You can create custom output formats by post-processing the raw output:

#!/bin/zsh
# custom-json-format.sh - Convert metadata to JSON

epub_file="$1"

echo "{"
epub-utils "$epub_file" metadata --format kv | while IFS=': ' read -r key value; do
    if [[ -n "$key" && -n "$value" ]]; then
        echo "  \"$key\": \"$value\","
    fi
done | sed '$s/,$//'
echo "}"
#!/bin/zsh
# custom-markdown-format.sh - Convert metadata to Markdown

epub_file="$1"

echo "# Book Information"
echo ""

epub-utils "$epub_file" metadata --format kv | while IFS=': ' read -r key value; do
    if [[ -n "$key" && -n "$value" ]]; then
        formatted_key=$(echo "$key" | sed 's/\b\w/\U&/g')  # Title case
        echo "**$formatted_key**: $value"
    fi
done

Pretty-Print Option#

The --pretty-print (or -pp) option enhances XML output by adding proper indentation and structure, making it more readable for human inspection.

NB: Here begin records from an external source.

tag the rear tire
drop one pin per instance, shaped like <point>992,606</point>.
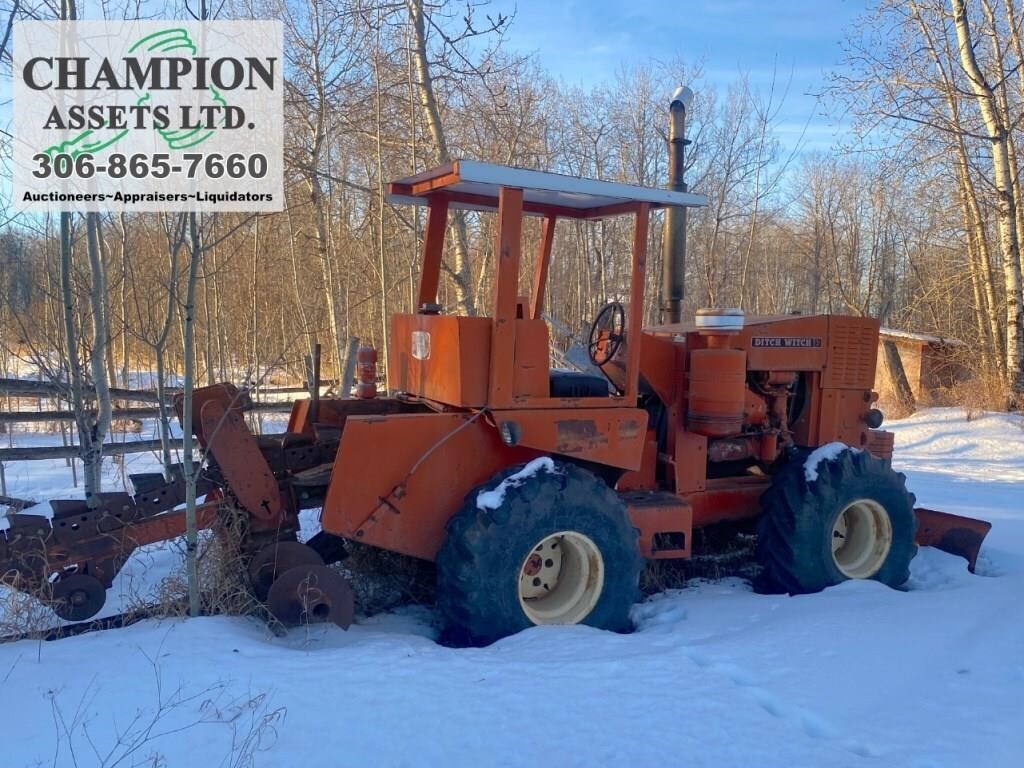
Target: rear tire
<point>558,549</point>
<point>855,521</point>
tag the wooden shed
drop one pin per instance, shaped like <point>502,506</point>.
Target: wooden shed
<point>932,366</point>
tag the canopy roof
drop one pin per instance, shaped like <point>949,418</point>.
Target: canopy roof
<point>471,185</point>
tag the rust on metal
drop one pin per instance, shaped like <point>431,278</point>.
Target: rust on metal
<point>275,559</point>
<point>953,534</point>
<point>239,458</point>
<point>311,594</point>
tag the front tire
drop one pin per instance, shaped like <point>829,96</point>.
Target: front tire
<point>557,548</point>
<point>855,520</point>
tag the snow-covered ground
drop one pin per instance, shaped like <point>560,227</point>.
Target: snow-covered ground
<point>714,676</point>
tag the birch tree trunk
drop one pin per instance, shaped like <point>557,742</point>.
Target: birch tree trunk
<point>996,125</point>
<point>462,274</point>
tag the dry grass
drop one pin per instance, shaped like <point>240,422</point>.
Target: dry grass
<point>986,391</point>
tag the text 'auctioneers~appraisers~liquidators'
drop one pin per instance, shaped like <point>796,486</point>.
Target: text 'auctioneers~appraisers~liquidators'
<point>147,116</point>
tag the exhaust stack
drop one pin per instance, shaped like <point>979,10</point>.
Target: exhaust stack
<point>674,233</point>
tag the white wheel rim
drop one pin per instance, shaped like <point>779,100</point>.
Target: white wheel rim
<point>560,581</point>
<point>861,538</point>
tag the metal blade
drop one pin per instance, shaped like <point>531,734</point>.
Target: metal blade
<point>953,534</point>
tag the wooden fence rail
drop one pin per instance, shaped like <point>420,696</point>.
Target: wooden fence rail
<point>27,388</point>
<point>36,453</point>
<point>121,413</point>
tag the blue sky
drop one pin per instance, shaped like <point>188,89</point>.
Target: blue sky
<point>586,41</point>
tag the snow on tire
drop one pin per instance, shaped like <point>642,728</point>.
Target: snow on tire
<point>853,520</point>
<point>545,543</point>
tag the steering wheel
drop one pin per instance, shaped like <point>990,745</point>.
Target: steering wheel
<point>607,333</point>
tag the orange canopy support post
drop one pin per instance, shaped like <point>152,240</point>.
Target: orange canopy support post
<point>433,247</point>
<point>636,299</point>
<point>541,270</point>
<point>507,246</point>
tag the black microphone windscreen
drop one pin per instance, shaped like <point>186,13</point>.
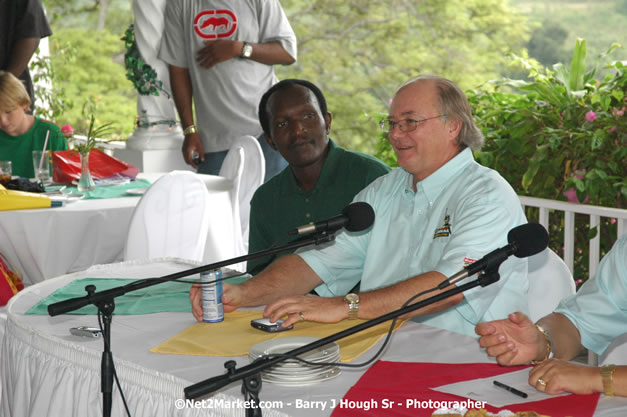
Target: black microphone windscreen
<point>530,238</point>
<point>360,216</point>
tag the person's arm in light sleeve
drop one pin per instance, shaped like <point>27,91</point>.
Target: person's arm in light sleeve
<point>287,276</point>
<point>276,43</point>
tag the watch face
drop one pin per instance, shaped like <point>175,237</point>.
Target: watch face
<point>247,51</point>
<point>352,298</point>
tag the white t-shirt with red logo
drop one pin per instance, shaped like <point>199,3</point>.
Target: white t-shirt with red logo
<point>226,96</point>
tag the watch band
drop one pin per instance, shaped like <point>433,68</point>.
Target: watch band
<point>247,50</point>
<point>549,345</point>
<point>189,130</point>
<point>607,374</point>
<point>353,305</point>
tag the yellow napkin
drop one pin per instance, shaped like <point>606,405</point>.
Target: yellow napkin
<point>235,336</point>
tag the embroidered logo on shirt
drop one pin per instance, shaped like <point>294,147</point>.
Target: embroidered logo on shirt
<point>445,230</point>
<point>468,261</point>
<point>215,24</point>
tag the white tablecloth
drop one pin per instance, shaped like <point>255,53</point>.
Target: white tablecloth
<point>47,371</point>
<point>46,243</point>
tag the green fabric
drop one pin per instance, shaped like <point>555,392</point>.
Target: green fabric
<point>18,149</point>
<point>107,191</point>
<point>280,204</point>
<point>166,297</point>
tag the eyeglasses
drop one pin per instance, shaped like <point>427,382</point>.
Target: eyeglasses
<point>406,125</point>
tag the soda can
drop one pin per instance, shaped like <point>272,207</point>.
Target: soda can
<point>212,307</point>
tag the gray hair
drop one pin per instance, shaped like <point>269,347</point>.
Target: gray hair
<point>454,104</point>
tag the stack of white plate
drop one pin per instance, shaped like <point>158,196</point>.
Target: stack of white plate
<point>292,372</point>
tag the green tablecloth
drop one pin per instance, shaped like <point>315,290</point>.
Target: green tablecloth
<point>109,191</point>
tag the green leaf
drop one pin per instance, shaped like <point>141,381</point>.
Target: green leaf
<point>578,66</point>
<point>618,94</point>
<point>579,184</point>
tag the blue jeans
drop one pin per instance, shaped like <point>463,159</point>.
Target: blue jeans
<point>274,161</point>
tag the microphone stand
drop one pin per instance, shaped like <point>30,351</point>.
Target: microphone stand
<point>252,371</point>
<point>104,301</point>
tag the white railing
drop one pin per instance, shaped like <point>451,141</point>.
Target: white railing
<point>570,209</point>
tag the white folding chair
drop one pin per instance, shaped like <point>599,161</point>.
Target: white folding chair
<point>245,166</point>
<point>171,219</point>
<point>550,280</point>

When to use: Human review, debugging XML structure, cleaner output for documentation

Supported formats: xml and raw

Example without pretty-print:

$ epub-utils book.epub metadata --format raw

Output:

<?xml version="1.0" encoding="UTF-8"?><metadata xmlns:dc="http://purl.org/dc/elements/1.1/" xmlns:opf="http://www.idpf.org/2007/opf"><dc:title>The Great Gatsby</dc:title><dc:creator>F. Scott Fitzgerald</dc:creator><dc:language>en</dc:language></metadata>

Example with pretty-print:

$ epub-utils book.epub metadata --format raw --pretty-print

Output:

<?xml version="1.0" encoding="UTF-8"?>
<metadata xmlns:dc="http://purl.org/dc/elements/1.1/"
          xmlns:opf="http://www.idpf.org/2007/opf">
  <dc:title>The Great Gatsby</dc:title>
  <dc:creator>F. Scott Fitzgerald</dc:creator>
  <dc:language>en</dc:language>
</metadata>

Use cases:

# Better readability for manual inspection
epub-utils book.epub package --pretty-print

# Clean output for documentation or examples
epub-utils book.epub container --format raw --pretty-print

# Pipe to file with proper formatting
epub-utils book.epub toc --pretty-print > toc-formatted.xml

Note: Pretty-print has no effect on kv, plain, or table formats as these are already optimized for readability.

Best Practices#

  1. Default to XML for interactive use - it’s the most readable

  2. Use raw for scripting - it’s the most reliable for automation

  3. Use kv for metadata extraction - it’s purpose-built for simple parsing

  4. Use plain for content analysis - it removes HTML complexity

  5. Use pretty-print for human review - it makes XML structure clearer

  6. Always handle errors - EPUB files can be malformed

  7. Test with various EPUB files - format output can vary with different EPUB structures

These format options make epub-utils flexible enough to handle everything from quick interactive inspection to complex automated workflows.